Building ESWT Into Resident Education

The best practices guidance published by Dr. Tenforde and colleagues includes a recommendation to incorporate ESWT into didactic and clinical components of residency and fellowship training. They present a framework for an ESWT curriculum based on existing standards, milestones, and competencies from musculoskeletal ultrasound curricula supported by the Accreditation Council for Graduate Medical Education, American Board of Physical Medicine and Rehabilitation, and American Medical Society for Sports Medicine.

"As the official teaching partner of the Harvard Medical School of Physical Medicine and Rehabilitation, teaching is one of our core missions at Spaulding Rehabilitation," Dr. Tenforde says. "It is our privilege and duty to educate the next generation to be more effective physicians and provide the most effective patient care possible. Importantly, we as educators need to engage our trainees in responsible review of patient outcome measures so that they know how to apply ESWT in clinical practice to provide measurable effects."

Combining ESWT and Cell-based Therapy

The goal of optimizing patient outcomes for ESWT has led Dr. Tenforde in the direction of combining it with orthobiologic sports medicine treatment using platelet-rich plasma (PRP). PRP is a concentration of the patient's own platelets. Platelets contain proteins that are growth factors that are important in the healing of injuries and the reduction of chronic inflammation.

Dr. Tenforde pointed to two recent cases published in the German Journal of Sports Medicine, in which patients (a 69-year-old female and 73-year-old male, both runners) completed courses of ESWT along with physical therapy using a foot core physical therapy program. In these cases, the injury to the plantar fascia was more advanced and required a combined approach.

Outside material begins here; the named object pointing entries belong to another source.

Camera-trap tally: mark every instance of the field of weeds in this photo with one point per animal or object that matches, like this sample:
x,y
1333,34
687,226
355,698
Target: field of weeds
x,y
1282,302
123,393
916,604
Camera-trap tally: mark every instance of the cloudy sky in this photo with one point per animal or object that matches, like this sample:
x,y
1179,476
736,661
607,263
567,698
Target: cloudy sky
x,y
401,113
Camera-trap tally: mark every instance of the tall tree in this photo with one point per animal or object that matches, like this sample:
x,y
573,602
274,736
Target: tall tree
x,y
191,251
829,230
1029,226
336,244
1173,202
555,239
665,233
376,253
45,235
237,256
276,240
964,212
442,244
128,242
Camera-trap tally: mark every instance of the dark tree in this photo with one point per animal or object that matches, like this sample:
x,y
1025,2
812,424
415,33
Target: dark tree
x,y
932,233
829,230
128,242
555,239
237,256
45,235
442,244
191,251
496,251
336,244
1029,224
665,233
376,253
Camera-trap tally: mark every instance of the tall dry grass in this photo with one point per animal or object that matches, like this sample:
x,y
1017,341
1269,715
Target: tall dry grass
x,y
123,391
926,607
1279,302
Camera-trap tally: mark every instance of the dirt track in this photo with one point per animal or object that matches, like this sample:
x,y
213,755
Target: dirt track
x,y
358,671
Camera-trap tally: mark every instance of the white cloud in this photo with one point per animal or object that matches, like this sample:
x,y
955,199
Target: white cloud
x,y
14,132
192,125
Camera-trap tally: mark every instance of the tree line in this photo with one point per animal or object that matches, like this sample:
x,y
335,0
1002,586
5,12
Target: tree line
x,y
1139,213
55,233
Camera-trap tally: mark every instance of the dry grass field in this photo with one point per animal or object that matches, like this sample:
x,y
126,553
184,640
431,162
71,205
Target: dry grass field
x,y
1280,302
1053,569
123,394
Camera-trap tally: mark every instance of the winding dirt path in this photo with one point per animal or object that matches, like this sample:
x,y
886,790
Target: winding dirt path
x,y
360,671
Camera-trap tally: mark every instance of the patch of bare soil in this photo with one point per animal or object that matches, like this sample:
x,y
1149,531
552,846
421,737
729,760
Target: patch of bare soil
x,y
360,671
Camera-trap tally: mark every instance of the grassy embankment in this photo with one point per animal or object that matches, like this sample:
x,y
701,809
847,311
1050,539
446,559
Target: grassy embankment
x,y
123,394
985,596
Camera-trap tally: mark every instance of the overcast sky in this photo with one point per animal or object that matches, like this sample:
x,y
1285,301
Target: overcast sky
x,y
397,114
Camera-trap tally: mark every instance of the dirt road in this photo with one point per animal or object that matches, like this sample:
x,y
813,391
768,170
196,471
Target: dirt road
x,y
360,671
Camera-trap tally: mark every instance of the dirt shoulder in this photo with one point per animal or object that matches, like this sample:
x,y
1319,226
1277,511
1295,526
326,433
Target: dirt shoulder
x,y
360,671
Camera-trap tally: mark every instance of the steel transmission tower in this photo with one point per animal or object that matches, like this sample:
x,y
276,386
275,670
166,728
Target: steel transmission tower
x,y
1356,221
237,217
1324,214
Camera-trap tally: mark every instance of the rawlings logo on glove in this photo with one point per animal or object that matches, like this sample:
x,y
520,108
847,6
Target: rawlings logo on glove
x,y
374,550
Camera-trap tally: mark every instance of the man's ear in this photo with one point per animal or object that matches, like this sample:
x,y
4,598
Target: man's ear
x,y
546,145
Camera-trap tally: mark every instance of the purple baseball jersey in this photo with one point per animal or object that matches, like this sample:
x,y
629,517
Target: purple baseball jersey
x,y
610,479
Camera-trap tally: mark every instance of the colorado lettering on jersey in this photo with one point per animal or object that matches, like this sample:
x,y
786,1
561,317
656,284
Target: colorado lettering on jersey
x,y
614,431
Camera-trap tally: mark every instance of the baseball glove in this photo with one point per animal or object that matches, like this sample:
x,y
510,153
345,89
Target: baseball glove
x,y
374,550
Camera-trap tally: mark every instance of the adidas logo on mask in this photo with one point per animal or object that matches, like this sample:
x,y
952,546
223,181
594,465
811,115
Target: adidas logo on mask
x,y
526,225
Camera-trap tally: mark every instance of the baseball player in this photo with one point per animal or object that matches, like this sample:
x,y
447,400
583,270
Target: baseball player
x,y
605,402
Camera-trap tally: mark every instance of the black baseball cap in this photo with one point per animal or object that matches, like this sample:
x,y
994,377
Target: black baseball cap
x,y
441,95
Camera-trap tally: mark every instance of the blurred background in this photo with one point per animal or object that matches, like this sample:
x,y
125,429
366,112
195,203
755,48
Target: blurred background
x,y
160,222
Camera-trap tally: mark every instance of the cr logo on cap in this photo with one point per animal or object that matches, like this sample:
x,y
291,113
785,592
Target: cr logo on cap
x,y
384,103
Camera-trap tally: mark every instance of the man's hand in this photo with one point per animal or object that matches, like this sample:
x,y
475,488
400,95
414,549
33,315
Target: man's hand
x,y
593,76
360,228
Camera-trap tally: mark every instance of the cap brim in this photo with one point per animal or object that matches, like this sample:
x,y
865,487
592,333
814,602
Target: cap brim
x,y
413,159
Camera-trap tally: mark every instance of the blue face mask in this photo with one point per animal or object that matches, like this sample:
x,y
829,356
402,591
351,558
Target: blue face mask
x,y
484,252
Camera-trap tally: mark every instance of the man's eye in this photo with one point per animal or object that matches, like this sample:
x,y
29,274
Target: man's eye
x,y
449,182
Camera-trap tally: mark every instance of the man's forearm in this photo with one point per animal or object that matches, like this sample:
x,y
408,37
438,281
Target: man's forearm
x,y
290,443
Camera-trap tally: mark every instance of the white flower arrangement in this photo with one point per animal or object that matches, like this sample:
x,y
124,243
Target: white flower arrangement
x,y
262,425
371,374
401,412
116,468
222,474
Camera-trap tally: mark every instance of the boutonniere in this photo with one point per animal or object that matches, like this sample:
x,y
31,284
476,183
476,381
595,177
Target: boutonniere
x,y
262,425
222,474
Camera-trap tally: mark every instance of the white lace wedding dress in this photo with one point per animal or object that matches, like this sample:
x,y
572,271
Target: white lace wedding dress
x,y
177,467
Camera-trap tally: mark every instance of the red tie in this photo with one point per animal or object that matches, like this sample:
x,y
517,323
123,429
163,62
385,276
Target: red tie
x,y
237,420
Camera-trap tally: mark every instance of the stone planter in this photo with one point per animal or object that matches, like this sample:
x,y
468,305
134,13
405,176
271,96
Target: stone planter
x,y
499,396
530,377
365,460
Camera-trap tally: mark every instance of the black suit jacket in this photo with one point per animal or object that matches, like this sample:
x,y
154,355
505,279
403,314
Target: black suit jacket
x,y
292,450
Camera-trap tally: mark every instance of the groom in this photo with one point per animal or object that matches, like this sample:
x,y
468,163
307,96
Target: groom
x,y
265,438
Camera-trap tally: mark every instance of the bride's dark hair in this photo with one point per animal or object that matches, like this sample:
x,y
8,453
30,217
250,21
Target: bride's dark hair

Post-treatment, the patients experienced functional improvement but persistent pain that limited goals to run. The addition of a single leukocyte-poor PRP injection allowed both to successfully return to running.

"Patients have variability on treatment response, including with ESWT," Dr. Tenforde says. "In the cases we described, the physical exam and imaging suggested the plantar fasciitis was still injured and led to exploring PRP as a treatment option. While not well-studied, the combination of the ESWT and PRP has been proposed to create a synergistic effect which could promote tissue healing and represent a new strategy for patients with pain that is refractory to the current standard of care."

Dr. Tenforde says cases like these, as well as evidence developed through clinical trials, will help physicians optimize ESWT treatment for individual patients and advocate for insurance reimbursement for treatments labeled as "experimental."

"Our goal is to provide targeted treatments using ESWT and other therapies which help optimize benefits and minimize risks," he says. "We're also working on developing post-procedure and physical therapy protocols to help guide patients through the experience. All this work at Mass General Brigham is being done in close collaboration with our colleagues across primary care sports medicine, orthopedic surgery, and rheumatology so that we can help patients make informed decisions based on the best evidence."